Hitting the 300-episode benchmark is an impressive achievement for any series, but by the standards of the Law & Order franchise, SVU still has a ways to go before it approaches, let alone overtakes, the longevity of the still-missed mothership, which clocked more than 450 hours before NBC's abrupt pulling of the plug two years ago.

SVU's best days (i.e., the Benson-Stabler era) are decidedly in the rear-view mirror, and that's where tonight's episode No. 300 (9/8c) looks. We get glimpses of a younger Benson (Mariska Hargitay) and Munch (Richard Belzer) as their present-day versions reflect on a missing-child cold case from 1999 (SVU's premiere year) that shares unmistakable similarities with a current child abduction. How times have changed, and how they haven't, as the transitional Morningside Heights neighborhood (bordering Harlem) still features a wall-sized mural in memory of the missing boy from 13 years ago.

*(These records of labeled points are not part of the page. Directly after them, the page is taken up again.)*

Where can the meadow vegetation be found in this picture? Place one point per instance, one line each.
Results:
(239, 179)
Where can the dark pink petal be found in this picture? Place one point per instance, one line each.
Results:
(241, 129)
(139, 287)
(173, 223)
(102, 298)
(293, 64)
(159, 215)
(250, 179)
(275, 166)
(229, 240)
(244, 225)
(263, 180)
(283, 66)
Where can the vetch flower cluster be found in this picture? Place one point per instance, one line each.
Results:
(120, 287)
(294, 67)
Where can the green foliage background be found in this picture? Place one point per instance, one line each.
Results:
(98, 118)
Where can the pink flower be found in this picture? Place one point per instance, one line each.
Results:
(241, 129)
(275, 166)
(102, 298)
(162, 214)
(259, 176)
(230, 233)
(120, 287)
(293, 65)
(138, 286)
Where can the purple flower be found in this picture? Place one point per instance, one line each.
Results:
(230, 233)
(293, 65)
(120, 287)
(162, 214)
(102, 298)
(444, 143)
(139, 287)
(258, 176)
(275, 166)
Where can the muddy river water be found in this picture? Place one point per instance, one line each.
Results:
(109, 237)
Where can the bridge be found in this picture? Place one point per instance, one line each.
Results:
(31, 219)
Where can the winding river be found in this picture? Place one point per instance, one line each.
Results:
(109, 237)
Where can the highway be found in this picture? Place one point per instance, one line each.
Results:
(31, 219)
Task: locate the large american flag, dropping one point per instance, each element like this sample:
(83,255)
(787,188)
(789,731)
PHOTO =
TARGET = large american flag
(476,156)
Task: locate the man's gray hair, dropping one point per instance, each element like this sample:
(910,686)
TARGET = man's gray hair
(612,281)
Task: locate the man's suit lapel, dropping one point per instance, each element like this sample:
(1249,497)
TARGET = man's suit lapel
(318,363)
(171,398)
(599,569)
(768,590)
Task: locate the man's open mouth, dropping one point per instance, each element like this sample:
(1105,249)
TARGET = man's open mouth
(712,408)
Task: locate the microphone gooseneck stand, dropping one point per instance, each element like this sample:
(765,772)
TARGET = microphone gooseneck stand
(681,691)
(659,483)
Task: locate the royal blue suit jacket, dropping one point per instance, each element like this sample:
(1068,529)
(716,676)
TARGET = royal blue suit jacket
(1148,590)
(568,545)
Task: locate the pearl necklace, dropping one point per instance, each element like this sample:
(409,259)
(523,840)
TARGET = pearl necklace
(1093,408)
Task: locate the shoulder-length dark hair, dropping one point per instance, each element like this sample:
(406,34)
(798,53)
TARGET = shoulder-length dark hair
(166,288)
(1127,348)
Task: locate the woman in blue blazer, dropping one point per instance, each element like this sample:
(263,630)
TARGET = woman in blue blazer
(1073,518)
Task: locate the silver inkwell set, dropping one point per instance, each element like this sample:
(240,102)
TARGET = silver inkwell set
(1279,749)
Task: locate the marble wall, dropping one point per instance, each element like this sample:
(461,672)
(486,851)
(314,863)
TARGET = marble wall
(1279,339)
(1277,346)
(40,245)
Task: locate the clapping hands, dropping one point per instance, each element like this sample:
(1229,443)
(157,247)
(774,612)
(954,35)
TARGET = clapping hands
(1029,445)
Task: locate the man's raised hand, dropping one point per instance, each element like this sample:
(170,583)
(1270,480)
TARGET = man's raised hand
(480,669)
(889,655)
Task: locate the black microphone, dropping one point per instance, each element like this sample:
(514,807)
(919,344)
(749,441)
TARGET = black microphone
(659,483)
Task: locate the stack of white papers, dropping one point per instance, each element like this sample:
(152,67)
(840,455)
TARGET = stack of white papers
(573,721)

Is it a coincidence that the newly missing kidnap victim is the son of a real-estate scion (Hamish Linklater) directly responsible for the shifting demographics of this hood?

Less sordid than the SVU norm, but no less impassioned in its zeal for protecting innocent victims, this episode benefits from a tangible understanding of life in this city and how a community (and police department) can be haunted for years by a senseless crime.